子どもの頃から新聞の読者からの悩みごと相談の欄が大好きだった。

かの欄で訴えられる悩みごとは実は類型的で、家族のこと(嫁・姑、子どもの非行)、夫婦のこと(夫の浮気、自分の浮気、離婚)、恋愛(結婚)のこと、金銭的な問題のこと・・・。
たいていの相談はこのようなパターンの中の一つなのだけれど、回答は回答者の数だけ千差万別だ。
回答者が相談者のことを思い、応えたその回答には、明らかに回答者の個性と人生観が滲み出ている。
案外この欄は回答者が主役なのではないかといつも感じている。

人の話を「聴く」こと。
簡単に思えるが、これが実はとても難しいということを、特に病人や傷ついた人のケアの現場にいる人は実感しているのではないだろうか。
人の語りを延々と聴くことで、自分の中からエネルギーが奪われてしまう気がする・・・。
私の身の回りでも、そんな言葉を聞いたことがある。
そうして他者の語りを「聴く」ことに疲れた時、私はこの本を手に取る。

著者はこう言う。

アイデンティティには必ず他者が必要だ。

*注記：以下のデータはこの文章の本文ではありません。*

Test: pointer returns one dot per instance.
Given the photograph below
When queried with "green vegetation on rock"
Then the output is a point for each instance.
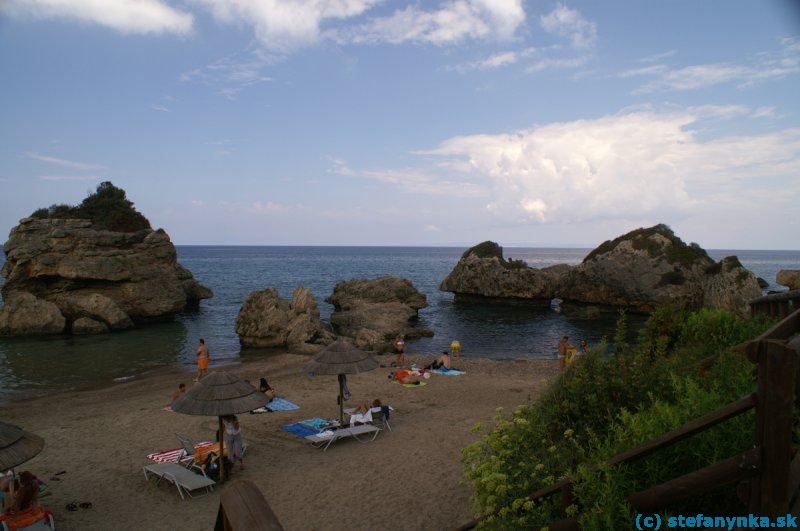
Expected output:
(108, 208)
(678, 252)
(611, 402)
(490, 249)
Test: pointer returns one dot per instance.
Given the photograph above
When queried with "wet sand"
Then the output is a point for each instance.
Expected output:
(408, 478)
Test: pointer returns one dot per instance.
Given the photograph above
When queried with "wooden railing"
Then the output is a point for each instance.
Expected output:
(777, 305)
(242, 507)
(768, 474)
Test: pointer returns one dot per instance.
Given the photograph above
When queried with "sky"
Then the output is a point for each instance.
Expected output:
(388, 122)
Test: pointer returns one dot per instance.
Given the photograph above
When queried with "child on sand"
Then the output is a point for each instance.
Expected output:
(202, 355)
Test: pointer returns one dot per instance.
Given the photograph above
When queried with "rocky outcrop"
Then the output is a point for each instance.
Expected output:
(26, 315)
(375, 311)
(641, 270)
(789, 278)
(85, 326)
(266, 320)
(114, 278)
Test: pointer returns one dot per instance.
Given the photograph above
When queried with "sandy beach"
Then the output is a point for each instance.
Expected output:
(409, 478)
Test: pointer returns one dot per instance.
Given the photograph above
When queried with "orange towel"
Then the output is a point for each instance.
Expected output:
(23, 519)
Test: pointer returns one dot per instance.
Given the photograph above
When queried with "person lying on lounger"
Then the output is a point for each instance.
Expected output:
(265, 388)
(442, 362)
(362, 415)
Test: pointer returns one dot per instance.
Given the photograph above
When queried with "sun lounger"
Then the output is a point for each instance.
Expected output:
(184, 479)
(326, 438)
(173, 456)
(378, 418)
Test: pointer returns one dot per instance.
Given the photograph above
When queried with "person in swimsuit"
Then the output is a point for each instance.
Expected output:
(267, 389)
(400, 351)
(202, 355)
(234, 444)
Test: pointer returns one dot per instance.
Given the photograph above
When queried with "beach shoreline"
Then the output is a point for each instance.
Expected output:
(409, 478)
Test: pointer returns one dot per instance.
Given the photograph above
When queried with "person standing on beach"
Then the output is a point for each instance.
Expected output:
(400, 351)
(202, 359)
(234, 444)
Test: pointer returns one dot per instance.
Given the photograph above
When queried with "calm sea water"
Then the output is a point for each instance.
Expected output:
(39, 366)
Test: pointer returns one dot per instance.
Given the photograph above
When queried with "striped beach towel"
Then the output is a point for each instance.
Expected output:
(448, 372)
(171, 456)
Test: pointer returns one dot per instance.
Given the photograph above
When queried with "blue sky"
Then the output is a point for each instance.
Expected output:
(387, 122)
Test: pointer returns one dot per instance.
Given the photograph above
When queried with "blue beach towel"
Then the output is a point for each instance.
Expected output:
(281, 404)
(304, 428)
(448, 372)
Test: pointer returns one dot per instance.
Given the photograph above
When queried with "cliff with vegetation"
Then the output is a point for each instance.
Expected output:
(642, 270)
(91, 268)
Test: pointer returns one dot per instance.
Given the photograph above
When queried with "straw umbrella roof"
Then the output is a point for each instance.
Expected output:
(218, 394)
(341, 357)
(17, 446)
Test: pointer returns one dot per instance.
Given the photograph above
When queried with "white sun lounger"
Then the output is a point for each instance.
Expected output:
(321, 441)
(185, 480)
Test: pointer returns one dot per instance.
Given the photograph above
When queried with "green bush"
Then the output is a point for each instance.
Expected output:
(610, 402)
(108, 208)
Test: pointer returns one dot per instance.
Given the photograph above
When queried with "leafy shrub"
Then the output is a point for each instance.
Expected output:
(108, 208)
(610, 402)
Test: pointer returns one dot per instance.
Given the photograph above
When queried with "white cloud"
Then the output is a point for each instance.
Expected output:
(231, 74)
(556, 63)
(658, 56)
(569, 23)
(625, 166)
(125, 16)
(453, 22)
(68, 177)
(284, 25)
(495, 60)
(63, 162)
(765, 65)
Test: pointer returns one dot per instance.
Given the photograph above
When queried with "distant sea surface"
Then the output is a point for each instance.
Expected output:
(39, 366)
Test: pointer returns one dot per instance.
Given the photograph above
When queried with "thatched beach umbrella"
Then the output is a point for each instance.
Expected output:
(217, 395)
(341, 357)
(17, 446)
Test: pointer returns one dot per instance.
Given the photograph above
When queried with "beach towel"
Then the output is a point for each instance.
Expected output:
(448, 372)
(171, 456)
(418, 384)
(305, 428)
(281, 404)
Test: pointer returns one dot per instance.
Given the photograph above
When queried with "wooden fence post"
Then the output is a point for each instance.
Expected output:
(777, 370)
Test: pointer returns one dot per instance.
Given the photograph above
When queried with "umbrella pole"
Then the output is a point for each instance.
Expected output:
(221, 452)
(341, 401)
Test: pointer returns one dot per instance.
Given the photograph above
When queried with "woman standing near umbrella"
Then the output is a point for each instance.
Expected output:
(233, 440)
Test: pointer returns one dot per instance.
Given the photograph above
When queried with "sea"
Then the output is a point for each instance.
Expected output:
(38, 366)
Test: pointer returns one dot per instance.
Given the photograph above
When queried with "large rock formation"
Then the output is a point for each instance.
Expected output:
(267, 320)
(375, 311)
(116, 279)
(789, 278)
(641, 270)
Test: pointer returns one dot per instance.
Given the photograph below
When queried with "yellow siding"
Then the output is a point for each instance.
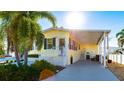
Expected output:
(55, 33)
(89, 47)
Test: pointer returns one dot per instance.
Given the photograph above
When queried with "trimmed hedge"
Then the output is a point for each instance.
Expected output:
(12, 72)
(43, 64)
(33, 55)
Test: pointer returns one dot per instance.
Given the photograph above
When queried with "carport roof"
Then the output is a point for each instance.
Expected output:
(85, 36)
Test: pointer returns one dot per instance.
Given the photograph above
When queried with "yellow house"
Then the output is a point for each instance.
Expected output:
(66, 46)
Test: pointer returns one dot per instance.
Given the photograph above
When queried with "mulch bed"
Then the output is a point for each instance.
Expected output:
(59, 68)
(117, 69)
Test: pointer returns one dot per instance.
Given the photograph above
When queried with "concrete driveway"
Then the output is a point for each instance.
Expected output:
(84, 71)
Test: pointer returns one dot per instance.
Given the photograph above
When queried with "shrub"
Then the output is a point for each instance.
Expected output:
(27, 73)
(2, 52)
(45, 74)
(43, 64)
(12, 72)
(7, 72)
(33, 55)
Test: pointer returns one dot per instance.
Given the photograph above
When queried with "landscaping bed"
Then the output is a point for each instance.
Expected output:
(39, 70)
(117, 69)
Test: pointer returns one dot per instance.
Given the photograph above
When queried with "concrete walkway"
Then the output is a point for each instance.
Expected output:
(84, 71)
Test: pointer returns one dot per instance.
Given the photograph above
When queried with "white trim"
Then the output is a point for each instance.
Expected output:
(104, 50)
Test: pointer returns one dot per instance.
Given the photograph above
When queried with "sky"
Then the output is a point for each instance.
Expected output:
(111, 20)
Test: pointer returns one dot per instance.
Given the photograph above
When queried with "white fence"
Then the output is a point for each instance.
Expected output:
(117, 58)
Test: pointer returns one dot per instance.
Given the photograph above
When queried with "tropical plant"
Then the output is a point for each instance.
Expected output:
(23, 30)
(120, 37)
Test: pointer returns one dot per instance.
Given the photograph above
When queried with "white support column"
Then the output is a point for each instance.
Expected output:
(104, 50)
(100, 52)
(107, 47)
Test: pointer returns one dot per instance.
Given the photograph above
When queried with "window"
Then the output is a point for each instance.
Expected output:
(50, 43)
(61, 42)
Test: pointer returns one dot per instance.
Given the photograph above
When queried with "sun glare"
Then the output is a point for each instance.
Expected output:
(74, 19)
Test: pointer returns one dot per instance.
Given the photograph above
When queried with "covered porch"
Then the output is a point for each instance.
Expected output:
(84, 71)
(94, 43)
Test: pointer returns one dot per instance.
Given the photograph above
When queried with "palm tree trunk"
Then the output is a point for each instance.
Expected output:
(17, 56)
(8, 45)
(26, 56)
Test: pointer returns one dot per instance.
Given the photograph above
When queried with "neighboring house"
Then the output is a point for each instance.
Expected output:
(66, 46)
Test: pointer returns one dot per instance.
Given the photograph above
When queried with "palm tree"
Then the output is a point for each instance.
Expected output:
(12, 38)
(120, 37)
(23, 30)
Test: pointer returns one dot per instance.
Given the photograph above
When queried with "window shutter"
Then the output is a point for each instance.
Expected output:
(45, 43)
(54, 42)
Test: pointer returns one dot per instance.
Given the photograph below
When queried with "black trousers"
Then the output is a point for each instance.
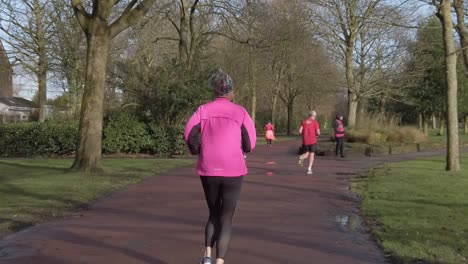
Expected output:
(221, 194)
(339, 146)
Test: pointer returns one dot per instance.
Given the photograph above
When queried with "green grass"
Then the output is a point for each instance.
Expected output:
(37, 190)
(434, 137)
(418, 211)
(279, 138)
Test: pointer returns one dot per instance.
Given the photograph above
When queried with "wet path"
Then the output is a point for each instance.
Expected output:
(284, 216)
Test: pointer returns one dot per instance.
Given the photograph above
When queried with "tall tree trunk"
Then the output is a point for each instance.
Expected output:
(276, 88)
(352, 94)
(465, 124)
(88, 158)
(425, 124)
(252, 81)
(290, 117)
(441, 126)
(42, 63)
(462, 32)
(445, 16)
(420, 121)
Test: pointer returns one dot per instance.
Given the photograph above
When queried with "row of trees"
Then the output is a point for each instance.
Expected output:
(153, 58)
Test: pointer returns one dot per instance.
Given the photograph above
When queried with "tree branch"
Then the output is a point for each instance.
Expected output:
(130, 16)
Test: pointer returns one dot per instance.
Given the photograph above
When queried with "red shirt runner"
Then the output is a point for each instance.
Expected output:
(309, 131)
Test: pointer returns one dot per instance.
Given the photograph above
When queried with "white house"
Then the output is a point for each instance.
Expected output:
(16, 109)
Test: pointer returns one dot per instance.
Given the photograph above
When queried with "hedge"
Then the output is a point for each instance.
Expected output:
(122, 133)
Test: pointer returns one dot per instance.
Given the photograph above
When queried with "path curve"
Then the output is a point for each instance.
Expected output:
(284, 216)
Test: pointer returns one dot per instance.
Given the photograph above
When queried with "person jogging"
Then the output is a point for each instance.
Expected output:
(310, 130)
(338, 126)
(220, 132)
(269, 133)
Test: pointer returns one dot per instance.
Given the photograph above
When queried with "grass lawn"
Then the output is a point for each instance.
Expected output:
(36, 190)
(418, 211)
(279, 138)
(434, 137)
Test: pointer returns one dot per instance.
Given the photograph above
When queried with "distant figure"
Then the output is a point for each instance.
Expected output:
(339, 135)
(310, 130)
(214, 132)
(269, 133)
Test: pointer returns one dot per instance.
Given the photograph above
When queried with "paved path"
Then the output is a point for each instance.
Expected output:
(284, 216)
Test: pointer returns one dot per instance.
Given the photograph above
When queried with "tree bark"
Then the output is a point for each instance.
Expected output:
(441, 126)
(42, 61)
(183, 33)
(88, 158)
(420, 121)
(425, 125)
(462, 31)
(253, 82)
(352, 94)
(465, 124)
(445, 16)
(290, 117)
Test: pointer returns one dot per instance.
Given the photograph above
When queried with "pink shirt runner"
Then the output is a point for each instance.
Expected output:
(219, 132)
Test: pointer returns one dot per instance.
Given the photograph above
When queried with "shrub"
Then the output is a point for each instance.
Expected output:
(123, 133)
(376, 138)
(407, 135)
(356, 135)
(29, 139)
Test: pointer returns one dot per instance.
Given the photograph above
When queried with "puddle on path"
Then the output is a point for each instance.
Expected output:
(350, 223)
(13, 252)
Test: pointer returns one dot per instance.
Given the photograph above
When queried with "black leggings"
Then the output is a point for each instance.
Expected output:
(339, 145)
(221, 194)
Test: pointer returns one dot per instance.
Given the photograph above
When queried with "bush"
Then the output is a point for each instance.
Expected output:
(30, 139)
(356, 135)
(123, 133)
(407, 135)
(376, 138)
(167, 140)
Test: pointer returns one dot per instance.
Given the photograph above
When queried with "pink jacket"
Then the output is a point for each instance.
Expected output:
(219, 132)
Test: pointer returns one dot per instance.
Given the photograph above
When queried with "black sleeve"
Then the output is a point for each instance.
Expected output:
(194, 140)
(246, 147)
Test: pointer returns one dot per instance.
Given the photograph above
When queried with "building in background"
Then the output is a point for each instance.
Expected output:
(12, 109)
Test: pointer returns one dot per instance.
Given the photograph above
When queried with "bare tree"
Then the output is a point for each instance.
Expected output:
(342, 23)
(100, 25)
(444, 12)
(28, 27)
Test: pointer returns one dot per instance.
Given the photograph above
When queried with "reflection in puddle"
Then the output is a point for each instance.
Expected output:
(12, 252)
(349, 222)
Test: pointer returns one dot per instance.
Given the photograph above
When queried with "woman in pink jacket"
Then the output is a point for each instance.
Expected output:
(219, 132)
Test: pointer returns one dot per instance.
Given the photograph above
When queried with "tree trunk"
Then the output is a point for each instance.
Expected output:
(42, 63)
(352, 94)
(441, 126)
(420, 121)
(465, 124)
(462, 32)
(42, 88)
(352, 110)
(252, 80)
(88, 156)
(183, 33)
(445, 15)
(275, 97)
(290, 118)
(425, 125)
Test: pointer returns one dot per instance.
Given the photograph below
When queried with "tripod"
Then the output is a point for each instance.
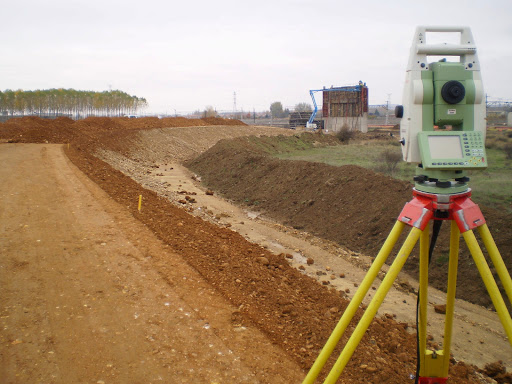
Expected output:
(464, 216)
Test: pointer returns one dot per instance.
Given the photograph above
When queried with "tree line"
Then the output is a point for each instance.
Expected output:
(69, 102)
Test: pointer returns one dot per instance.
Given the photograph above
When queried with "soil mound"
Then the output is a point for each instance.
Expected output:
(351, 205)
(295, 311)
(33, 129)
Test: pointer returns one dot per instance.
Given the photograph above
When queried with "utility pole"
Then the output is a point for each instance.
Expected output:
(234, 105)
(387, 108)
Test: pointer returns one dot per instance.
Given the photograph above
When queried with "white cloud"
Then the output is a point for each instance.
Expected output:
(185, 55)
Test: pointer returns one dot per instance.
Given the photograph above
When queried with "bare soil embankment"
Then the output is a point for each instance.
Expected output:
(294, 311)
(350, 205)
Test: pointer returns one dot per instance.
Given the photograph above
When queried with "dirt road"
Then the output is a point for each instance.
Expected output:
(90, 295)
(478, 336)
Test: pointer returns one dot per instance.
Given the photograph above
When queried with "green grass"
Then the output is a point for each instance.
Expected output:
(491, 187)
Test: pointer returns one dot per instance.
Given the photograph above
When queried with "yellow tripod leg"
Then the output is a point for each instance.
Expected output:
(437, 364)
(489, 282)
(497, 260)
(450, 294)
(377, 300)
(350, 311)
(423, 293)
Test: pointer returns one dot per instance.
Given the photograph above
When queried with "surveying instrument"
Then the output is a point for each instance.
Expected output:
(442, 129)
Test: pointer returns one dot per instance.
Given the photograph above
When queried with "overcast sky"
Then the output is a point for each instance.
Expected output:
(185, 55)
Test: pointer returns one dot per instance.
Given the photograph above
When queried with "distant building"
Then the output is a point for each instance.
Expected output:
(345, 107)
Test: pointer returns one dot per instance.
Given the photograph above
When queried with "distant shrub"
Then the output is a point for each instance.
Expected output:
(508, 150)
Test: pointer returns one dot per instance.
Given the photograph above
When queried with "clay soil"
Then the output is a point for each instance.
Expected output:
(95, 291)
(350, 205)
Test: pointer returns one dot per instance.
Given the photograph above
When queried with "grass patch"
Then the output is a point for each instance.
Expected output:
(491, 187)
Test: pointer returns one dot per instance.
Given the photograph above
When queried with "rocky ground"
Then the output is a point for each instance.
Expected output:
(294, 311)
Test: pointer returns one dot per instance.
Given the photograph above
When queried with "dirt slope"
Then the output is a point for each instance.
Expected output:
(294, 311)
(88, 294)
(350, 205)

」

「聴く」とは、一方的に他者の話を聴いている、受動的な立場だと思われるが、実は他者の話を
聴きながら、同時に、自分の中にある何かが感応していると言うのだ。

そして更に、「聴く」だけでなく、「応える」ということは、

「自己を差し出すことであり、その意味で他者とのぬきさしならぬ関係のなかにきずつくこともいとわずにみずからを挿入してゆくこと」だと著者は語る。

つまり、

「「聴く」ことは、他者を支えるだけでなく、じぶん自身を変えるきっかけや動因ともなりうるものなのだ。」

そう、つまり人は他者との会話を通じて、時には傷つき、時には共鳴しながら、実は自分自身を変容させているのだ。
そして気づく。他者は私のために語っているのだということに。

何かを語って、それに応える人がいる。それが相互補完的でないわけがない。

この本には、何度も何度も読み返し、そのたびに新しい発見がある。
私もこの本を通じて、著者の言葉を「聴いて」自分を変容させているのかも知れない。